Homegrown heroines: 6 Montrealers to honour on International Women's Day
The list includes trailblazers in medicine, sports, Indigenous rights and music
On this International Women's Day, get to know more about several Montreal women who were trailblazers in their respective fields.
From medicine to sports to Indigenous rights and music, these six women changed history and shaped their communities.
Adeline Magloire Chancy
Adeline Magloire Chancy made Montreal a welcoming city for hundreds of newcomers.
Intellectuals living under a totalitarian regime, Adeline and her husband were forced out of Haiti in 1965. They settled in Outremont.
Their home soon became an informal landmark for Haitian exiles, as well as a haven for all newcomers to Montreal during the 1960s and 70s.
In their home, recent arrivals to the city would find a friendly face, some guidance and aid. Through her generosity, Adeline Chancy shaped the lives of hundreds of immigrants while also building the foundations of the Haitian community in Montreal.
Today her legacy lives on at the Maison d'Haiti, the community and cultural organization that she helped found which is dedicated to the education and integration of new immigrants.
Daisy Peterson Sweeney
Through the countless hours she devoted to teaching piano to children at the historic Montreal Negro Community Centre, Daisy Peterson Sweeney helped put Montreal's Little Burgundy neighbourhood on the map — and brought a lot of jazz to the city.
Born in Montreal on May 7, 1920, the gifted piano teacher and musician also founded the Montreal Black Community youth choir, which later became the world-renowned Montreal Jubilation Gospel Choir.
Peterson Sweeney is also notable for having taught some of the greatest jazz musicians in Canada, including her little brother Oscar Peterson and famed jazz pianist Oliver Jones.
In 2018, her memory was enshrined in a mural in the neighbourhood where she made her mark. Her contributions were also recognized by the City of Montreal, which is naming a park in Little Burgundy in her honour.
Mary Two-Axe Earley
Mary Two-Axe Earley challenged laws discriminating against First Nations women, fighting for the rights of all Indigenous women in Canada.
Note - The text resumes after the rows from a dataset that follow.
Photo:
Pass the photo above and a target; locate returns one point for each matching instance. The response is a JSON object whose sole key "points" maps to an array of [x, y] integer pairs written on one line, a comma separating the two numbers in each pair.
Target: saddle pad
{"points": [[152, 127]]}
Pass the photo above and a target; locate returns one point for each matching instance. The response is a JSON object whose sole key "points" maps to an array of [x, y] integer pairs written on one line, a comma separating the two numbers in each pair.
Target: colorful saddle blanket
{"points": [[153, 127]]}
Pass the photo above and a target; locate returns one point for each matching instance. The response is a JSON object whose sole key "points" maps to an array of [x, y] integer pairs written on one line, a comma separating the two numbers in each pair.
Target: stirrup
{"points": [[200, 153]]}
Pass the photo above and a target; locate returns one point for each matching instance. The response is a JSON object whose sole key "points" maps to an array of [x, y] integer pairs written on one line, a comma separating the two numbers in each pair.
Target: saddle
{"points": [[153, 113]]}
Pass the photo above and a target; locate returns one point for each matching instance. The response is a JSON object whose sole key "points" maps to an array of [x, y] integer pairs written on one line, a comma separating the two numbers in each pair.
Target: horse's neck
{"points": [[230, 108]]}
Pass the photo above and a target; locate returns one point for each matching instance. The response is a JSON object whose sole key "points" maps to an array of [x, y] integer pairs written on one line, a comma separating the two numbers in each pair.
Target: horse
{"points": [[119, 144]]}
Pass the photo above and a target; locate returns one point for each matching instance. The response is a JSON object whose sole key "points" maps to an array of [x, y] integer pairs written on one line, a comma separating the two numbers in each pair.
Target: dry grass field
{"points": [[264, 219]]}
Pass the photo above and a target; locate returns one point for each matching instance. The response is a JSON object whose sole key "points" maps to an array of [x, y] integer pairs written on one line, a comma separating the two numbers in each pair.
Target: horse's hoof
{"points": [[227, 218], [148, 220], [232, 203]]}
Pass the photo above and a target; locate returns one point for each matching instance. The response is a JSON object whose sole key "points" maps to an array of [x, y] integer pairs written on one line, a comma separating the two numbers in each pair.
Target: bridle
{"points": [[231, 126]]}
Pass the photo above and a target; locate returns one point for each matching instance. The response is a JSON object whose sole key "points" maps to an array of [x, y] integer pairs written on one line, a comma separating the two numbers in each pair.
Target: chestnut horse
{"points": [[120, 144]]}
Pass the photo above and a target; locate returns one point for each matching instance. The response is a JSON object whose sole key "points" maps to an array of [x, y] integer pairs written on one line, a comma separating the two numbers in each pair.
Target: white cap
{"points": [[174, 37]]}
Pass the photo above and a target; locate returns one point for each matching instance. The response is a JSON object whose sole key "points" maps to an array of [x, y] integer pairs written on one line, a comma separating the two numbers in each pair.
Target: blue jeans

Born in the Mohawk community of Kahnawake in 1910, she moved to Brooklyn, New York, at the age of 18. There, she met an Irish-American man and married him.
But when she came back to her community after the death of her husband, she discovered she had lost her Indian status because she had married a non-Indigenous man. That meant she lost property rights and voting rights in Kahnawake and could not pass down Indian status to her children.
The same did not hold true for a First Nations man who married a non-Indigenous woman: Under the Indian Act, that woman acquired Indian status, and that status was passed down to their children.
Mary Two-Axe Early campaigned for 20 years to have that law changed.
In 1985, she was successful. She became the first woman to have her status reinstated. Her efforts changed the lives of thousands of First Nations women in Canada and their descendants.
Even though she was barred from studying medicine at McGill University because of her gender, Maude Abbott beat the odds to become a world-famous pathologist.
Born in Saint-André-Est, Que., in 1869, she was one of the first women to graduate with a BA from McGill.
But when she was refused admission to McGill's medical school, Abbott did not admit defeat. She was accepted at Bishop's College, graduating as a doctor of medicine in 1894.
Her expertise in congenital heart disease and her work as a medical archivist were so lauded that McGill, which had rejected her medical school application, hired her to be the assistant curator at its Medical Museum.
Abbott did more than just curate. She conducted popular demonstrations of the museum's specimen to medical students and conducted her own research on heart defects.
McGill awarded her an honorary medical degree and offered her a lectureship in its medical school in 1910 — eight years before the school finally admitted its first female medical student.
Her research into heart disease laid the foundations of modern heart surgery.
Soon, Maude Abbott's name will also be on a map. The Quebec Toponymy Commission marked International Women's Day 2019 with an announcement Friday morning that a small island in the heart of Abbott's birthplace, Saint-André-Est, will be named in her honour.
Rhoda and Rhona Wurtele
Twin sisters and ski pioneers Rhoda and Rhona Wurtele were Canada's first female Olympic alpine skiers.
Born in 1922 in Saint-Lambert, Que., and raised in Westmount, the siblings began skiing at a young age.
The duo made up Canada's first official women's Olympic Alpine Ski team at the Olympic games in St. Moritz, Switzerland.
And though they were both injured while training for the competition in Switzerland, Rhona managed to cross the finish line with a broken ankle.
The sisters inspired generations of women to compete in sports, through their perseverance and daring.
In December 2018, the Wurtele twins were inducted into the Order of Canada at age 96.